The Chief Executive Officer of MIIF, Edward Nana Yaw Koranteng stated in an interaction with investors and delegates on the sidelines of the Mining Indaba recently in Cape Town, South Africa, confirmed it was the agency’s 2022 investment plans.
Mr. Koranteng announced at the biggest mining investment event in Africa of how Ghana has demonstrated commercial deposits in lithium, which is the fundamental resource needed to power the increasing electrical vehicles (EV) market.
“The data is outstanding with further opportunities from the value chain and for byproducts such as feldspar, the main resource in ceramics and fiber glass,” Mr. Koranteng said.
According to Mr. Koranteng, the global market for unprocessed lithium is around $6.83 billion dollars, with analysts projecting steady growth to approximately $10 billion dollars by 2028, and with the global lithium battery market projected to hit $100 billion dollars by 2025 due to the rapid expansion in the EV market.
“We evidently see lithium as a growth tool, after analysing all the data and started negotiations with Atlantic Lithium which holds concessions with recoverable grade of 560 km2 miles in Ghana,” Edward Nana Yaw Koranteng voiced out to the investors gathered in Cape Town.
Mr.
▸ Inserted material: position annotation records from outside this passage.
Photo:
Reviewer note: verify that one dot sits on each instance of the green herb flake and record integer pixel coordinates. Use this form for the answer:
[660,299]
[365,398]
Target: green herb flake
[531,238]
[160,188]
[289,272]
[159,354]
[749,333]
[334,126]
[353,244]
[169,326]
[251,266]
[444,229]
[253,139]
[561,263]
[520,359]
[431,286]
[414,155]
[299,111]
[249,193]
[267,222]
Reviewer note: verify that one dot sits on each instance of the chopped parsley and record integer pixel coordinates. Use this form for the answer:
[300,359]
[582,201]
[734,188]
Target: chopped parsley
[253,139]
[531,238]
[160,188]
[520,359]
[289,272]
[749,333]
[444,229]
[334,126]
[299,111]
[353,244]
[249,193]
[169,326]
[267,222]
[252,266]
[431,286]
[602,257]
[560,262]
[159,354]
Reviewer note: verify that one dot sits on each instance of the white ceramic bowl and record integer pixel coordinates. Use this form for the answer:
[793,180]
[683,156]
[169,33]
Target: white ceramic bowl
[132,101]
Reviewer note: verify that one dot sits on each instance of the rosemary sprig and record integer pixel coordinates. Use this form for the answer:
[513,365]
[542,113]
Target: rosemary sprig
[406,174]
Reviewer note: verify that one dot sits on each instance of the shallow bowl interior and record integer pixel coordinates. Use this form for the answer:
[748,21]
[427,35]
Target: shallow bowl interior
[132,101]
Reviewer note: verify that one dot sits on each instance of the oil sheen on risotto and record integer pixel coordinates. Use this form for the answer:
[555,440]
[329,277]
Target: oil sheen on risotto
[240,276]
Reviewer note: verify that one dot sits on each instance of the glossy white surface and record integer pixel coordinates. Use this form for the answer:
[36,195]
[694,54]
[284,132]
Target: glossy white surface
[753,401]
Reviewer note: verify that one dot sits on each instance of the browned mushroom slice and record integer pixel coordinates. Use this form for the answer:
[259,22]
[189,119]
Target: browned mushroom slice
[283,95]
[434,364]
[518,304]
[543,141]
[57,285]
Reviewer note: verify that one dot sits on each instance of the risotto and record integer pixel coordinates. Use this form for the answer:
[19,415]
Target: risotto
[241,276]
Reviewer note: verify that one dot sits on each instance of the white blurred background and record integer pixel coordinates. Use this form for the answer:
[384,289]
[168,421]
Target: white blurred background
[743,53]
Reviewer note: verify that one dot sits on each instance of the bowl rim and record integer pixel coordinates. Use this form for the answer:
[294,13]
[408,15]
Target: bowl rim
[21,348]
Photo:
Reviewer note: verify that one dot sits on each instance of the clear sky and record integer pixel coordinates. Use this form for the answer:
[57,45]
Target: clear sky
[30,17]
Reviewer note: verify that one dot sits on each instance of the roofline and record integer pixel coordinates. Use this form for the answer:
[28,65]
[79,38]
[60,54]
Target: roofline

Koranteng emphasized that “a direct equity investment offers a worthy prospect for MIIF to come in at an early stage bearing in mind Atlantic’s planned listing in August 2022. We estimate an Internal Rate of Return of 125% in 4 years and a projected revenue of over $1.5 billion in 8 years,” the MIIF CEO confirmed.
The best use of lithium is in rechargeable’s like batteries for mobile phones, laptops, digital cameras and electric vehicles.
It is also used in some non-rechargeable batteries for things like heart pacemakers, toys and clocks.